新学期

スイスの学校の新学期がスタートした。そわそわしている新1年生、幼稚園生も多い朝だろう。
子供よりも親の方がそわそわしているだろうか?

プレイグループから幼稚園、幼稚園から小学校、小学校から中学とそれぞれが大きなステップで、子供達の成長を見ることのできる貴重な時間でもある。
特に幼稚園から小学校に上がる境目は、なかなか大きな一歩かもしれない。
これから社会に出ていくために、覚えなくてはいけないたくさんのことを学び始める第一歩。

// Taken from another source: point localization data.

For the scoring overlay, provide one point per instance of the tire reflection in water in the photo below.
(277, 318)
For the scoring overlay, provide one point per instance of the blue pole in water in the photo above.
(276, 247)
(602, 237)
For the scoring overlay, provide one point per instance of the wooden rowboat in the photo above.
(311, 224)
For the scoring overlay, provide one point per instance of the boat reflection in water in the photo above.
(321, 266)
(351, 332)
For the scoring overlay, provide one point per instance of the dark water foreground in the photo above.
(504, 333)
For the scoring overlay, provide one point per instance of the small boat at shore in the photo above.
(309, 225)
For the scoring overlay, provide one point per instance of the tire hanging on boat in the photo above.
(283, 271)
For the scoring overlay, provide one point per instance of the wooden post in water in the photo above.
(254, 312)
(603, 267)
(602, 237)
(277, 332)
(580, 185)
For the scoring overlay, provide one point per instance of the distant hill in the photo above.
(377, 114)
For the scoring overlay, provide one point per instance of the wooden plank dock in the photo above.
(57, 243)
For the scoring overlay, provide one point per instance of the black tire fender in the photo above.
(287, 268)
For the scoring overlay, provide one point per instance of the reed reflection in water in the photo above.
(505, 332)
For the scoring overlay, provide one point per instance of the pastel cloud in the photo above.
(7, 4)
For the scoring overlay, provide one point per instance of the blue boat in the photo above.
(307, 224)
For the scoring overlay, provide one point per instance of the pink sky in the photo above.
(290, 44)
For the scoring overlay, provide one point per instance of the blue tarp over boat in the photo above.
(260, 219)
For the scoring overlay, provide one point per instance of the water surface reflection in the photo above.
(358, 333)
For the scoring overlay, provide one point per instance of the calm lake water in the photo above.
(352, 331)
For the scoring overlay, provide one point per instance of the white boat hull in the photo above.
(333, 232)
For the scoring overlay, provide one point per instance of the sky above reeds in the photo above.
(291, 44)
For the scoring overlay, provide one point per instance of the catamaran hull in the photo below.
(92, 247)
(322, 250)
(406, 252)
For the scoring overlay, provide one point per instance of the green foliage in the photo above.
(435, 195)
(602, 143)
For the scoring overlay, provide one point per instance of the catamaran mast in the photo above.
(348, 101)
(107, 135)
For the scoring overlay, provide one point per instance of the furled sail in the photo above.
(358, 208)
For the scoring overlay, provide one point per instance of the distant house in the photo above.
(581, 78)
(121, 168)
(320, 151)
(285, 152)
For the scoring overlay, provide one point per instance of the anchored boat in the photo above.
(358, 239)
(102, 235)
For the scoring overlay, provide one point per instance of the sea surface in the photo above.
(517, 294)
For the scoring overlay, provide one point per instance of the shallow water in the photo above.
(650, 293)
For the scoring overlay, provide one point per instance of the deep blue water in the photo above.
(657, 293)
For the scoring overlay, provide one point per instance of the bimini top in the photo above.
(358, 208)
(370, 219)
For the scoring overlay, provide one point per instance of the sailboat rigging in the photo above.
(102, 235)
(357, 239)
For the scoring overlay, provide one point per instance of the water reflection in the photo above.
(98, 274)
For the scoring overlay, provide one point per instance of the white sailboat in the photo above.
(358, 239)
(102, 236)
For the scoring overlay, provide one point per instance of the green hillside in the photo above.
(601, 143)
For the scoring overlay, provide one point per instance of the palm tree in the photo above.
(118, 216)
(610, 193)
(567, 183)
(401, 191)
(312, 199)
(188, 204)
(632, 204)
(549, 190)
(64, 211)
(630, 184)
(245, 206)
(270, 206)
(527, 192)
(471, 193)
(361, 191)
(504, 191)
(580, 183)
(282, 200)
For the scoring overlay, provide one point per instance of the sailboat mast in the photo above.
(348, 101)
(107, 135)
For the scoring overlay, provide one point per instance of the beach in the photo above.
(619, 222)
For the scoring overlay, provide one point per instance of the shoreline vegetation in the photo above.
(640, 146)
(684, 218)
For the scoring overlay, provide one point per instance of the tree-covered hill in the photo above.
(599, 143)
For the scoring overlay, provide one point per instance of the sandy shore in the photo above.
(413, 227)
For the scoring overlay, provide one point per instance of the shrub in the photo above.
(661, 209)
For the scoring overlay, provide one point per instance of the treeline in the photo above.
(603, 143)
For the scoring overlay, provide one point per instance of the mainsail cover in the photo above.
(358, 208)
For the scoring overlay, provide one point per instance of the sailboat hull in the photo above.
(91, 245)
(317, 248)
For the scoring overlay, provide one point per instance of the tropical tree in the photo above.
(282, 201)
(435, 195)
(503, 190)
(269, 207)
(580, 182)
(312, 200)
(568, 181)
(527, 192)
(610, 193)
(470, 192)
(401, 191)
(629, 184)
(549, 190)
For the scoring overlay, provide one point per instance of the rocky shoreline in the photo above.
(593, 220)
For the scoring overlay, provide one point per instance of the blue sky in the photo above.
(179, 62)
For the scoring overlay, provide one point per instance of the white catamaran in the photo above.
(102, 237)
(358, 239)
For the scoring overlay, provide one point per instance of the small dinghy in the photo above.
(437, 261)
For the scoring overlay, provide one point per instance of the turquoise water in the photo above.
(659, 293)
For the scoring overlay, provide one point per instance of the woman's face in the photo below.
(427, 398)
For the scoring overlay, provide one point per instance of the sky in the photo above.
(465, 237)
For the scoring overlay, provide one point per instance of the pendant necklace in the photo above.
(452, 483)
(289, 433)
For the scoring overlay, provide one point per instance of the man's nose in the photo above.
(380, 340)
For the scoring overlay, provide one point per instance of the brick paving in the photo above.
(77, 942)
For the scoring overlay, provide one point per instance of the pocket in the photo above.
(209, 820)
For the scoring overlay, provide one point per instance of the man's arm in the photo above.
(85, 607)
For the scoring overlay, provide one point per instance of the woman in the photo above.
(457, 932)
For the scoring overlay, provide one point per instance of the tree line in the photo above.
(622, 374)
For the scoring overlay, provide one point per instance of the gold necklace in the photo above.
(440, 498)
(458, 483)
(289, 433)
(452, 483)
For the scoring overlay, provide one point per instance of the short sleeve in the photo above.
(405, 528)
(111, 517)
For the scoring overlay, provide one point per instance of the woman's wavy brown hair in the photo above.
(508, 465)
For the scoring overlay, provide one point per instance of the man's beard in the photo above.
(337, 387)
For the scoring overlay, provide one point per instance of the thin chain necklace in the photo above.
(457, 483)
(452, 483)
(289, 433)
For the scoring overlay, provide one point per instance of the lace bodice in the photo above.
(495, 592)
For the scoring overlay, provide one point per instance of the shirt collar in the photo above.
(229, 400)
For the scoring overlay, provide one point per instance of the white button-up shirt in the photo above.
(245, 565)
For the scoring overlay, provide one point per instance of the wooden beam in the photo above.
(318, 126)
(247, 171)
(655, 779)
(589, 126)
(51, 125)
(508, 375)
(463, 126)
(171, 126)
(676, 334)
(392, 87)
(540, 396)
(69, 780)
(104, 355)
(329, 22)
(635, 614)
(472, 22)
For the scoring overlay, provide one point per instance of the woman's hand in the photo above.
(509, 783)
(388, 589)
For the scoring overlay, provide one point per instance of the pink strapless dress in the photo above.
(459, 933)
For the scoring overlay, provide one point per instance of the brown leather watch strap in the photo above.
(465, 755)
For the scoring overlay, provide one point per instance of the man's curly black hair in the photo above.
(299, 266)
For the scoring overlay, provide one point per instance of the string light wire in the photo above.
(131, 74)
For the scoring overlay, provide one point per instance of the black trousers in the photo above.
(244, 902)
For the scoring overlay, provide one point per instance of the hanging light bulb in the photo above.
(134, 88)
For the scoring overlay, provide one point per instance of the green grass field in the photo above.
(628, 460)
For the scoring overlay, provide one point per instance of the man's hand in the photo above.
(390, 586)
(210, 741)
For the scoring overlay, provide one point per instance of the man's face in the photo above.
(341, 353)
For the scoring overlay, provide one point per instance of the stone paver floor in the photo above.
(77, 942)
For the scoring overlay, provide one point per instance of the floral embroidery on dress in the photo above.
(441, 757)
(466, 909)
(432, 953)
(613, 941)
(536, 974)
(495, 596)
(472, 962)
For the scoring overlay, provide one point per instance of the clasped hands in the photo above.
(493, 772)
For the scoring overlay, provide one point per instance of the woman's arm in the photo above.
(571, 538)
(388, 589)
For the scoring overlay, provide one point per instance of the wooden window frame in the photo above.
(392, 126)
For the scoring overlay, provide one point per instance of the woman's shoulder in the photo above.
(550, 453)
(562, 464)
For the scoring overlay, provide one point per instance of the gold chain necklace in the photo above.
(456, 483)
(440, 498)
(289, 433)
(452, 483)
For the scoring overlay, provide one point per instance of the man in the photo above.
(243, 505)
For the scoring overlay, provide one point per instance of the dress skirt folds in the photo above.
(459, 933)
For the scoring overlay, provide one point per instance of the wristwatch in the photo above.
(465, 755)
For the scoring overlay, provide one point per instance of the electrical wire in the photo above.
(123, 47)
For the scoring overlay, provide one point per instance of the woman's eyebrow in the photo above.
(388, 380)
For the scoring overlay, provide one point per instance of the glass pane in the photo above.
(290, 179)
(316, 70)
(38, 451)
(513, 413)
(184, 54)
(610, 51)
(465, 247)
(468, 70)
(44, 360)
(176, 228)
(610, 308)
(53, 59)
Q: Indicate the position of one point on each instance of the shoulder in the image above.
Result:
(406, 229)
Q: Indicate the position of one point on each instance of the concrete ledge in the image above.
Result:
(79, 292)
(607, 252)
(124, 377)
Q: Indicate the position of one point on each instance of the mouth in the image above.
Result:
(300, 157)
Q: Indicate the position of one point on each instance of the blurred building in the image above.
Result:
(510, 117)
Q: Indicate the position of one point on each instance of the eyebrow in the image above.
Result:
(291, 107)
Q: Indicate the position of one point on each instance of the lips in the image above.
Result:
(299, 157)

もう数年も前の話になるが、愚息が新1年生になった日、担任の先生が言った一言が忘れられない。
「クリスマスまでに子供達は文章を読めるようになりますから、楽しみにしていて下さい。」
8月の中旬に学校が始まり、クリスマスまでは4ヶ月ほど。スイスの子供達は、幼稚園の段階では読み書きはほぼやらない。年上の兄弟がいる子は、すでに読める子もいるが、基本的には文章を読むというのは小学校から。
そんな一言をほとんどの親が半信半疑で聞いていたはずだが、これがクリスマス時期になると、本当に読めるようになっていたので感心した。単語の発音も正しくできていた。

画像は当時もらってきた1枚のプリント。この時はちょうど数年前から始まった、単語の読み方、発音の仕方の方法を大胆に変えた時期だった。
その方法とは、例えばアルファベットの「A」だったら、ドイツ語では、「アー」と発音している口の形のイラストを子供達に見せる。こういう形で発音するのだよ、というわけだが、多くの親がそんなことしなくても覚えられると内心思っていた。自分たちが経験していないことは、不要だと言わんばかりに。

それでも、この方法でクリスマスまでに子供達が読めるように、正しく発音できるようになっているわけだから、新しい学習方法は成功していたわけである。もちろんのこの方法でなくても、学習は可能なはずだが、学習速度と理解度は深まったように感じる親も多かった。

スイスでは各カントンで学習システムも違う上、多言語。様々な方法が取り入れられ、それでスイス全体の学習レベルを保つという、非常にハードルの高いことをやっているように見える。
常々、教育の大切さを子供を通して感じる。